Notes on this Blog

Update: September 2010; Overall ratings of recitals are now to be stated as being out of 10, rather than 5. This increases the relative objectivity of the respective ratings between recitals.

This blog started in July 2010, as an e-resource with two main goals:
  1. To review, impartially, organ recitals that I attend in the UK, so that potential and actual members of the audience, and the performer alike, can read what I hope is a fair, balanced and unbiased account of events.
  2. To allow people who missed a recital they may have wished to attend to see what it was like, and what they missed (or didn't miss).

I am independent, and am not in any way affiliated (or at all directly or indirectly associated) with any bodies or venues named on this blog. I review all performances in the same way, so as to achieve and maintain my stated goals.

From now on, under 'Attendance' I will just report a rough number, rather than commenting on whether it is 'good', 'poor', 'excellent' etc. This is because attendance figures can be impacted by so many empirical variables (such as time, place, weather, a bus braking down, a blues concert down the road etc.) that it is not really accurate or meaningful, nor is it fair on the recitalist, to comment on numbers in this way.

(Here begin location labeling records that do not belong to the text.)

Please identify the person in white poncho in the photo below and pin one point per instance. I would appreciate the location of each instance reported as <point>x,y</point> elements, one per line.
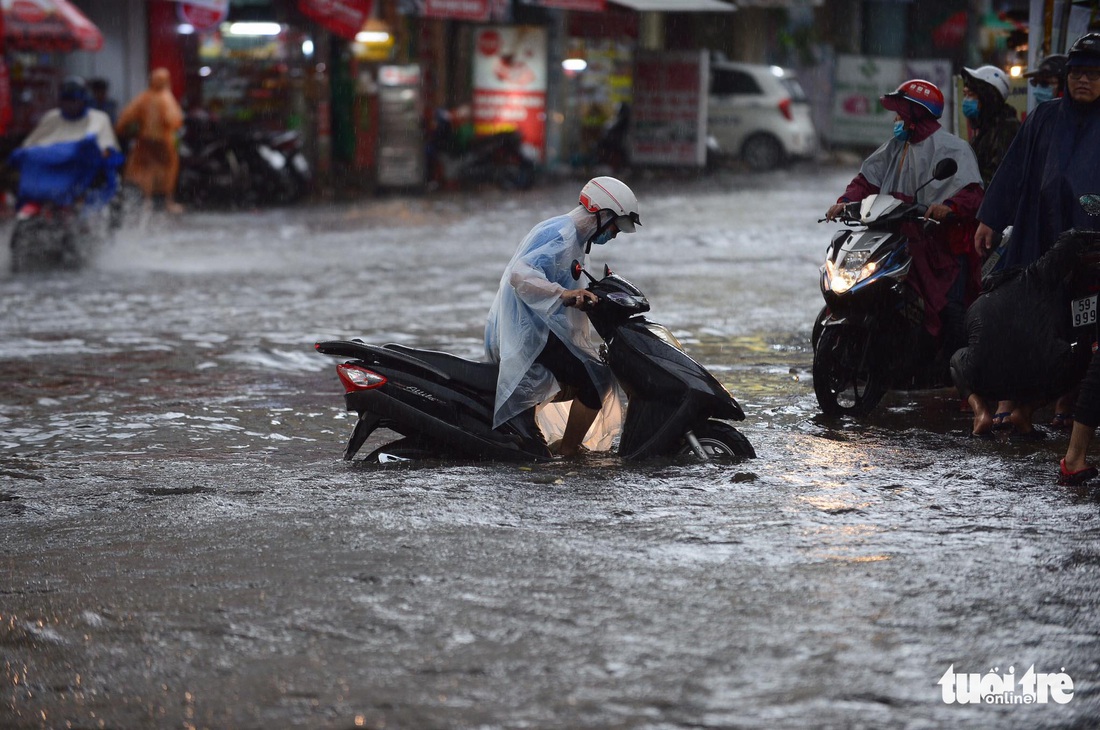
<point>537,330</point>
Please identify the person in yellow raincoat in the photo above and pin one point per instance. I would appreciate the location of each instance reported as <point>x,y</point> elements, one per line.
<point>152,120</point>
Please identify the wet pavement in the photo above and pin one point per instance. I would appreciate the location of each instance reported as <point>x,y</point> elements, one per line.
<point>183,545</point>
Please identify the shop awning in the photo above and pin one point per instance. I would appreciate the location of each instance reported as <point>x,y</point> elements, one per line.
<point>677,6</point>
<point>45,25</point>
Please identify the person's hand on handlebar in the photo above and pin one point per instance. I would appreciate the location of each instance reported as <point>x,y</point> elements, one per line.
<point>579,298</point>
<point>983,240</point>
<point>834,211</point>
<point>938,212</point>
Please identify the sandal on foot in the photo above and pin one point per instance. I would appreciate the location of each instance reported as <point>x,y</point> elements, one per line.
<point>1062,421</point>
<point>1034,434</point>
<point>1075,478</point>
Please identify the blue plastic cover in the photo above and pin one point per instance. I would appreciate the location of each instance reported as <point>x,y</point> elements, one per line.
<point>63,172</point>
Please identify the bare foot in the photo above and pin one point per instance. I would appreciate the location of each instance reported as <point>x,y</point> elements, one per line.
<point>982,419</point>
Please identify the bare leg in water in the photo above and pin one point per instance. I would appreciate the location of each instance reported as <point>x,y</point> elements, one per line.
<point>580,420</point>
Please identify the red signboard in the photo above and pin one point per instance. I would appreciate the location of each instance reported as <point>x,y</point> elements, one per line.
<point>45,25</point>
<point>476,11</point>
<point>204,14</point>
<point>344,18</point>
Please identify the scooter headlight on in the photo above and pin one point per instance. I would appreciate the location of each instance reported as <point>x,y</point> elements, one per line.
<point>853,269</point>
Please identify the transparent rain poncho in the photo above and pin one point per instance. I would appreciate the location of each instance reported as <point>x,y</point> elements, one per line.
<point>527,308</point>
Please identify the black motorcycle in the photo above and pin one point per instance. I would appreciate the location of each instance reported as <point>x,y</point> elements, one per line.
<point>499,159</point>
<point>870,338</point>
<point>442,405</point>
<point>229,165</point>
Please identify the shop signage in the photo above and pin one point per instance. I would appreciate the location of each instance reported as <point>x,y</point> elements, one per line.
<point>669,114</point>
<point>583,6</point>
<point>344,18</point>
<point>858,115</point>
<point>202,14</point>
<point>477,11</point>
<point>510,83</point>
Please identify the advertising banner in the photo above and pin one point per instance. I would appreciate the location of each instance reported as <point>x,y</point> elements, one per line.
<point>344,18</point>
<point>474,11</point>
<point>669,114</point>
<point>510,83</point>
<point>202,14</point>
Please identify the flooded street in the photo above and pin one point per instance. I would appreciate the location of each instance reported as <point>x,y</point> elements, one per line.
<point>184,546</point>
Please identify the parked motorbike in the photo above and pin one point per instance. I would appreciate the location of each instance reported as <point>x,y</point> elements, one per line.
<point>442,405</point>
<point>64,205</point>
<point>870,336</point>
<point>498,159</point>
<point>228,165</point>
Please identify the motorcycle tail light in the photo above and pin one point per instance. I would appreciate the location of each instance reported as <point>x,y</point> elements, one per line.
<point>356,377</point>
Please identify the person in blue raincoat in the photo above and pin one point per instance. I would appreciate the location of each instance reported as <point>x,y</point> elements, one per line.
<point>537,330</point>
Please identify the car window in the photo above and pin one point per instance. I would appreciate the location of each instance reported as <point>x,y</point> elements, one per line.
<point>794,89</point>
<point>725,81</point>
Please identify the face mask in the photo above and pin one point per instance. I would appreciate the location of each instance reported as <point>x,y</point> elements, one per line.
<point>1043,93</point>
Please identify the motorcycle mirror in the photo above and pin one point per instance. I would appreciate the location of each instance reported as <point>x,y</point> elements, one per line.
<point>1091,203</point>
<point>945,168</point>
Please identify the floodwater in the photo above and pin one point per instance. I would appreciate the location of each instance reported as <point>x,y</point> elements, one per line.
<point>183,545</point>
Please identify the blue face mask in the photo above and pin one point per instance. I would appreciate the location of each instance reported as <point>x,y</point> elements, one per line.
<point>604,236</point>
<point>1043,93</point>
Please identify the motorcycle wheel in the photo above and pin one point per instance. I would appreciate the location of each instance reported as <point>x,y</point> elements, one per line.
<point>403,450</point>
<point>846,379</point>
<point>719,442</point>
<point>818,327</point>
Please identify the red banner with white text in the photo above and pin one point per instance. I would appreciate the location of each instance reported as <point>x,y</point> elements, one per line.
<point>344,18</point>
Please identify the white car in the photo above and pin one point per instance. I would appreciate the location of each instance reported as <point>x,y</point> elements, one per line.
<point>758,113</point>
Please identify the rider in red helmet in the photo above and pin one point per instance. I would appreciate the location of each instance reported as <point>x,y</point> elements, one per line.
<point>943,273</point>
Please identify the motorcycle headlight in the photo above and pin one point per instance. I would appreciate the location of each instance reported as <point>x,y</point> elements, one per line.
<point>853,269</point>
<point>664,334</point>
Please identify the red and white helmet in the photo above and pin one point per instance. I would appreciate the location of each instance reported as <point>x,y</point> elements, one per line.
<point>612,195</point>
<point>923,93</point>
<point>991,75</point>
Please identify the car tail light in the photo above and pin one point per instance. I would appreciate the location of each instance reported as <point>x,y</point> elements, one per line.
<point>355,377</point>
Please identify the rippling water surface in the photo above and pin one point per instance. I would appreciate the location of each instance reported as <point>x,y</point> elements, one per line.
<point>184,546</point>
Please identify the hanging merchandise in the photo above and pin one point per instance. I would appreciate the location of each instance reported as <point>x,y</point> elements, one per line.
<point>344,18</point>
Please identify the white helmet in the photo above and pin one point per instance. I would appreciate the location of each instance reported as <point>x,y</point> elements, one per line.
<point>608,194</point>
<point>991,75</point>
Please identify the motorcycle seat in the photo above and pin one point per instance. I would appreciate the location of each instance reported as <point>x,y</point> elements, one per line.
<point>477,375</point>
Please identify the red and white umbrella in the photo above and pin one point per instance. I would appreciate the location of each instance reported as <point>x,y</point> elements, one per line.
<point>43,25</point>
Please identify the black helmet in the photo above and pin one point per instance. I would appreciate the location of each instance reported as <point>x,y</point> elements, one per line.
<point>1085,51</point>
<point>74,88</point>
<point>1053,65</point>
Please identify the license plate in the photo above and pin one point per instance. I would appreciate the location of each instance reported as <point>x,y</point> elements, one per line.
<point>1084,310</point>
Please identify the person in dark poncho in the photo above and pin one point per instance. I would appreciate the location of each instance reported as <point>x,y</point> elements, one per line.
<point>1053,161</point>
<point>1022,318</point>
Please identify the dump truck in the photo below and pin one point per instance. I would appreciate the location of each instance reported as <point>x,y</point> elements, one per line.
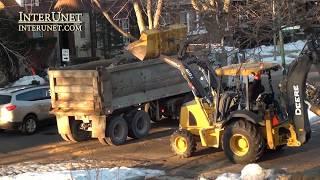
<point>112,103</point>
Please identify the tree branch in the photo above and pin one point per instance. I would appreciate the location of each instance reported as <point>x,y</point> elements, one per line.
<point>111,21</point>
<point>157,14</point>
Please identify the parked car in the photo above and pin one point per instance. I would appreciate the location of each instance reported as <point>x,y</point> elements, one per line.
<point>24,107</point>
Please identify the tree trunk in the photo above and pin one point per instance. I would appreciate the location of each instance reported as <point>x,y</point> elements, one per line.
<point>149,13</point>
<point>157,14</point>
<point>109,18</point>
<point>226,6</point>
<point>139,16</point>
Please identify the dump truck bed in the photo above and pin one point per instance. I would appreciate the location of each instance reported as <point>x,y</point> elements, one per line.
<point>104,90</point>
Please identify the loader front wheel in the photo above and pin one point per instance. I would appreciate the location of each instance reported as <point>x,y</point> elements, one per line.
<point>182,143</point>
<point>242,142</point>
<point>117,131</point>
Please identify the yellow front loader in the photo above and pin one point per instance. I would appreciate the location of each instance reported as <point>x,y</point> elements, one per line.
<point>244,121</point>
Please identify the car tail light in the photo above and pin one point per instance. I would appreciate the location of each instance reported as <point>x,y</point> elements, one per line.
<point>11,107</point>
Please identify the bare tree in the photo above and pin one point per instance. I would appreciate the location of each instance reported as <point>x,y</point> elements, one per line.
<point>254,21</point>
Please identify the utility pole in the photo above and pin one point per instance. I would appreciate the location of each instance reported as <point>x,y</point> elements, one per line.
<point>274,27</point>
<point>282,53</point>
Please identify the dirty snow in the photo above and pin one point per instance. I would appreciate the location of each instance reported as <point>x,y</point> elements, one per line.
<point>27,80</point>
<point>103,173</point>
<point>253,172</point>
<point>76,171</point>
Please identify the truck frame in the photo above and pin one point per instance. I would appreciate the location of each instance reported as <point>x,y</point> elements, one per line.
<point>111,103</point>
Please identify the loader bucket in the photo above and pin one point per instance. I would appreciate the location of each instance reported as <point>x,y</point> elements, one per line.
<point>152,43</point>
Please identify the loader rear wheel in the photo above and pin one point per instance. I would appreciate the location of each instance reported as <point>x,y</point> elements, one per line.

I remain anonymous here, as to not do so impacts the impartiality of my postings.

I hope that people are reading these (what I hope come across as objective and fair) reviews with interest.

The Blogger

Monday, 13 September 2010

York Minster: Saturday 4th September 2010, Simon Nieminski

York Minster
Saturday 4th September 2010
Simon Nieminski: Organist, St Mary's Metropolitan Cathedral, Edinburgh

The Programme
  • Fanfare for St John's. Philip Moore (b.1943)
  • Polonaise in A, Op.40 No.1. Trans. W.T. Best. Fryderyk Chopin (1810-1849)
  • Mr Bach's Bottle Bank. Giles Swayne (b.1946)
  • Nocturne in E flat, Op.9 No.2. Trans. William Faulkes. Fryderyk Chopin (1810-1849)
  • Scherzetto and Fugue on the name FRANCIS JACKSON, Op.15. John Scott Whiteley (b.1950)
  • Suite: Scenes on the Wye. Frederick Wood (1880-1963)
    iii: Tintern
    iv: Symonds Yat
  • Improvisation on a Chant of John Goss. Francis Jackson (b.1917)
  • Symphonic Fantasia and Fugue, Op.57 'The Inferno'. Max Reger (1873-1916)

Time: 19:00
Price: £8 (Season ticket available for £50, reducing the series per recital cost to £6.25)
Attendance: Around 250
Rating: 8/10

This organ recital, by a former York Minster organ scholar, was one of the most energetic and 'fun' performances I have experienced at the Minster. The first thing to say about this is do not be fooled by the programme, or more specifically the volume of it. The pieces that came before the big work, the Reger 'Inferno' that concluded, were mostly relatively short, at well below 10 minutes each. What was particularly nice to see was the Chopin bi-centenary marked with two piano transcriptions for organ being played, and most notably the popular Polonaise in A. These transcriptions worked wonderfully on the organ, and this perhaps highlights the wealth of extra repertoire that can be (and is being) garnered for all kinds of instruments with mature and effective transcription, but particularly between such as keyboard instruments.

Another thing to note from this recital was the presence of compositions by no less than three Minster organists. The contributions of Francis Jackson, Philip Moore and John Scott Whiteley were all appreciably noted by people in the audience, and indeed by myself. The most recent work of these, by John Scott Whiteley, was written to mark Dr Jacksons 90th birthday. It started off intriguingly on flutes, and built up to the most splendid conclusion.

The piece named 'Mr Bach's Bottle Bank' by Giles Swayne had a very cheeky feel to it indeed, with a rather surprising ending. Not performed as a work very often, it was clearly to the taste of the performer. Performed even less often however is the Max Reger 'Inferno', which was brimming with all kinds of musical colour and indeed enticed and ultimately professed an enormous forcefulness from the organ and the performer alike. There are few words to describe a work of this scale, other than to say that it is probably one of the most immense pieces of music ever written down. The mighty concluding passage left myself at least yearning for more. This was a marvellous opportunity to hear what is a much underperformed, but obviously very difficult, work.